Rice balls falling apart:
Add more breadcrumbs or an extra egg.
Too wet:
Make sure vegetables are dry and rice is cold.
Too dry:
Add a small splash of milk or another egg.
Conclusion
These Veggie Rice Balls are crispy, flavorful, and incredibly versatile. They turn simple leftover rice into a satisfying vegetarian dish that works as a snack, appetizer, or light meal.
Whether you bake or fry them, they’re easy to customize and perfect for busy weeknights or gatherings. Save this recipe for your next batch of leftover rice—you’ll be surprised how quickly they become a favorite.

Veggie Rice Balls
Ingredients
- 3 cups cooked rice preferably day-old and cold
- 1 cup finely chopped carrots
- ½ cup finely chopped bell peppers
- ½ cup finely chopped zucchini squeezed dry
- ¼ cup finely chopped green onions
- 2 large eggs
- ½ cup shredded mozzarella or cheddar cheese optional
- ½ cup breadcrumbs plus extra if needed
- Seasonings:
- 1 teaspoon garlic powder
- ½ teaspoon onion powder
- ½ teaspoon salt
- ¼ teaspoon black pepper
- ½ teaspoon Italian seasoning optional
Instructions
- Step 1: Prep Ingredients
- Ensure rice is fully cooled and not freshly cooked.
- Finely chop vegetables.
- Squeeze excess moisture from zucchini using paper towels.
- Step 2: Mix the Mixture
- In a large bowl, combine rice, chopped vegetables, and green onions.
- Add eggs, shredded cheese (if using), breadcrumbs, and seasonings.
- Mix thoroughly until evenly combined.
- The mixture should hold together when pressed. If too loose, add more breadcrumbs 1 tablespoon at a time.
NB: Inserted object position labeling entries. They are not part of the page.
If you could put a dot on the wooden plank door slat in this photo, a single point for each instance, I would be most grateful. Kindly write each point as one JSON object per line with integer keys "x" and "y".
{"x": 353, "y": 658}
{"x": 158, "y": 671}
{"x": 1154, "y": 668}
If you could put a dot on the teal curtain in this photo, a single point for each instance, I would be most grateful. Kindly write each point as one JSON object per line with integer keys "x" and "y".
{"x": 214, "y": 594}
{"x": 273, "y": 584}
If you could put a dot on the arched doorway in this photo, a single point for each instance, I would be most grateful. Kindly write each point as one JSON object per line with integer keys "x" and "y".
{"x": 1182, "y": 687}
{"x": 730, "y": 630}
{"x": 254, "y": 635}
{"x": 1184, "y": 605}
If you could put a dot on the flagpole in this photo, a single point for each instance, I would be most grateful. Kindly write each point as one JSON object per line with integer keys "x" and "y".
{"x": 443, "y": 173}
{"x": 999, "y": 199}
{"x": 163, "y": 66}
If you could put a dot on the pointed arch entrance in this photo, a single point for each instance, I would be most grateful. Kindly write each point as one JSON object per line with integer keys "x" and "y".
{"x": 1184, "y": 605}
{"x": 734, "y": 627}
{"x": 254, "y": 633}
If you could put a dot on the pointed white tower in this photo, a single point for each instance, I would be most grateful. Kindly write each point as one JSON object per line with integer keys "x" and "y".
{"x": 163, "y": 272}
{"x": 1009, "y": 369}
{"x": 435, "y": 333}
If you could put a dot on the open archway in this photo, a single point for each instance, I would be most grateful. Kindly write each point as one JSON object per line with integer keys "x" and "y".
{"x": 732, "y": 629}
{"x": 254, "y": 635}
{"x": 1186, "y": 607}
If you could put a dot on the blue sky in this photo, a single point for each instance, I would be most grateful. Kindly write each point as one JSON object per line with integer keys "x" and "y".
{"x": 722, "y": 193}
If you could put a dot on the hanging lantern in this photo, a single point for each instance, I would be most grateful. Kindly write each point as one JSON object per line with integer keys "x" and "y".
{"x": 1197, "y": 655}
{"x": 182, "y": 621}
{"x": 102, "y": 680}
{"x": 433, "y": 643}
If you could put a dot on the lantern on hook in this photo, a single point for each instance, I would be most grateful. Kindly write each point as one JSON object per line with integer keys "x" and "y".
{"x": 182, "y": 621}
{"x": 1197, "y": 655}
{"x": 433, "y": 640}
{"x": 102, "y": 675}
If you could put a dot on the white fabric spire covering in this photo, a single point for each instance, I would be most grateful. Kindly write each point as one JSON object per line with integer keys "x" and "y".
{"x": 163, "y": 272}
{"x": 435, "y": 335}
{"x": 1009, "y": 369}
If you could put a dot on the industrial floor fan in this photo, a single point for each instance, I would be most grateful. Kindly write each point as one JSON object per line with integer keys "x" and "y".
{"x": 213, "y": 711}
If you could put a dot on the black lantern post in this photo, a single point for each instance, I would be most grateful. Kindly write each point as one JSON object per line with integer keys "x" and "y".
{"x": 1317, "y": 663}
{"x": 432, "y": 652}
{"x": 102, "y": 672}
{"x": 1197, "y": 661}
- Step 3: Shape the Rice Balls
- Scoop about 2 tablespoons of mixture.
- Roll firmly into compact balls.
- Place on a parchment-lined baking sheet.
- Cooking Methods
- Option 1: Baked
- Preheat oven to 400°F (200°C).
- Lightly spray rice balls with cooking spray.
- Bake for 20–25 minutes, turning halfway through, until golden and firm.
- Option 2: Pan-Fried
- Heat 2–3 tablespoons oil in a skillet over medium heat.
- Cook rice balls 3–4 minutes per side until golden brown.
- Transfer to a paper towel-lined plate.
Notes
- Use day-old rice for best structure.
- Chop vegetables finely for even texture.
- Avoid overcrowding the pan when frying.
- If mixture is too wet, add more breadcrumbs.
- If too dry, add an extra egg or small splash of milk.